Atuação de suposta guerrilha de camponeses invadindo fazendas em Rondônia repercute nacionalmente

“Estamos diante de um caso de segurança nacional”, disse Alexandre Garcia.

O jornalista Alexandre Garcia repercutiu esta semana em seu canal na Internet a atuação de uma suposta guerrilha composta por aproximadamente 40 milicianos e que vêm invadindo fazendas, colocando funcionários de propriedades pra correr através da força de intimidação e com a utilização de armamento pesado no interior do Estado.
Segundo o renomado jornalista, dentre os relatos feitos por Marcos Rocha, na capital federal, o grupo possui o nome de ´Liga Camponesa dos Pobres´. Na realidade, o nome correto seria Liga dos Camponeses Pobres (LCP), um grupo criado em Rondônia em 1999 e que defende uma Resolução Agrária e que teria ligação com as Farc colombiana.

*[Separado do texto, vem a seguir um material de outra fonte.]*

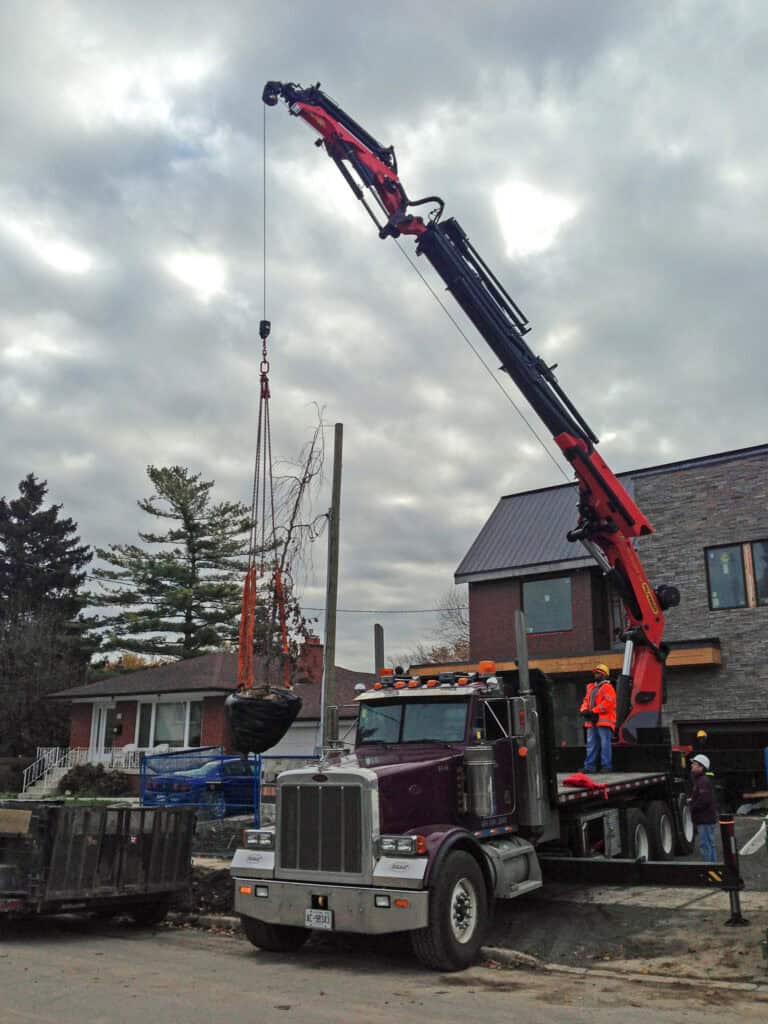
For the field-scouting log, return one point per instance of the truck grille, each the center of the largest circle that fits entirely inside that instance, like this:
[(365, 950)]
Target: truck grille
[(321, 828)]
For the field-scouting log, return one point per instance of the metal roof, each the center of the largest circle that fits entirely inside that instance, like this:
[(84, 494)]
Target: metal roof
[(525, 532)]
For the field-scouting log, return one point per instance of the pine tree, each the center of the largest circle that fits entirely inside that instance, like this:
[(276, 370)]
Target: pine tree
[(42, 560), (42, 643), (180, 595)]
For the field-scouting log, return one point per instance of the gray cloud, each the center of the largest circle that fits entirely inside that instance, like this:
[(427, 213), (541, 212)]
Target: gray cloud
[(134, 132)]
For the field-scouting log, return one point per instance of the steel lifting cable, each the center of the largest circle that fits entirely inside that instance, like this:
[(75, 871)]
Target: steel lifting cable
[(263, 537)]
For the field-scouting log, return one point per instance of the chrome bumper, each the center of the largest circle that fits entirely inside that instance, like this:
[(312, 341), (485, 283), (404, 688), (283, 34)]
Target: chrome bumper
[(353, 908)]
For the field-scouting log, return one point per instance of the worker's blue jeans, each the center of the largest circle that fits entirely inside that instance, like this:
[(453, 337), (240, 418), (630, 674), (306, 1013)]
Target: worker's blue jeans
[(598, 741), (707, 843)]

O grupo, segundo relato do jornalista, ´tem todas as características, estratégicas, táticas, armas, ligações com drogas, e muita munição´. Toda as fazendas, segundo ele, foram assaltadas com modus operandi idênticos por homem muito bem armados, que espancam os funcionários dessas fazendas e dão muitos tiros para o alto.

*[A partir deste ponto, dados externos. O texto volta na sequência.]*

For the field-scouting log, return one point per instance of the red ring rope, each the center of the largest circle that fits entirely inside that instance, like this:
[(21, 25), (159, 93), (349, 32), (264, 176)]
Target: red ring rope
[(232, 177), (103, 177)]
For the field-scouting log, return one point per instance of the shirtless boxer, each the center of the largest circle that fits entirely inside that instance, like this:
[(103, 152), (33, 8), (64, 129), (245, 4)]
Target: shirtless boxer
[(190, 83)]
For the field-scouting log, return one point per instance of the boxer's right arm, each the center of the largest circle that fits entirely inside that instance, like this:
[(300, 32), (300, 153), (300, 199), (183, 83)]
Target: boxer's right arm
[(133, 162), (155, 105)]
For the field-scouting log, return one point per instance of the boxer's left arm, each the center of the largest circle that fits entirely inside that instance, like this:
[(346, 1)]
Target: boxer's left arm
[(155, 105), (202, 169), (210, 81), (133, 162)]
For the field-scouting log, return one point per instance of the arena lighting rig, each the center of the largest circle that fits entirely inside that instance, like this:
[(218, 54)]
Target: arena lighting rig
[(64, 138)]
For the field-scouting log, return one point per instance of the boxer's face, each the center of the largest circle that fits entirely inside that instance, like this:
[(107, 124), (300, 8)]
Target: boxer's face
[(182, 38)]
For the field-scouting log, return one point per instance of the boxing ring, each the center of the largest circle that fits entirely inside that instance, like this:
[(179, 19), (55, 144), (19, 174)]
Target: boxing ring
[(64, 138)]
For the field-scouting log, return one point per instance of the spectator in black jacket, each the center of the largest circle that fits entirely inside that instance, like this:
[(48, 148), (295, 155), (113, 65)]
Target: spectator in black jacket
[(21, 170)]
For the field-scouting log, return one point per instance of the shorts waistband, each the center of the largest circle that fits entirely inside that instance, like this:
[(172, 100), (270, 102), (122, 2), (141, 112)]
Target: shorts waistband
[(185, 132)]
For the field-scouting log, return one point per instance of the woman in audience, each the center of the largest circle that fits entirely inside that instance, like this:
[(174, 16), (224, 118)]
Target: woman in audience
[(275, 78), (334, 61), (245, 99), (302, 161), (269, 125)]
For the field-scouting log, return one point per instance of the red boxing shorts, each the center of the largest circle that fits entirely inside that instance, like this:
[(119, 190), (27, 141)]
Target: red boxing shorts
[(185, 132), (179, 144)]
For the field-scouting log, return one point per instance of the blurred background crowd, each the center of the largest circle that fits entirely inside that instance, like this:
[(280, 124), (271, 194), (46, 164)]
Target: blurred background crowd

O jornalista disse ainda que a “polícia e a inteligência da Segurança Pública estadual já descobriram, inclusive, ingredientes para refino de droga´. A situação está tão crítica que já motivou, inclusive, uma reunião em Brasília, envolvendo os Ministérios da Defesa, Ministério da Justiça, Procuradoria da República e Conselho Nacional de Justiça.
Em seu post na Internet, denominado ´´ MISSÃO CAMPO PROTEGIDO´´, Marcos Rocha fala que apresentou ao presidente Jair Bolsonaro o problema das invasões e crimes bárbaros cometidos em Rondônia. Mostrei as imagens dos nossos policiais assassinados, de jovens executados, torturas, fazendas produtivas e legais destruídas, casos de estupros, destruição da floresta, roubos e estoque de armamento de uso exclusivo das forças armadas, refino de cocaína e outras drogas (a lista é grande).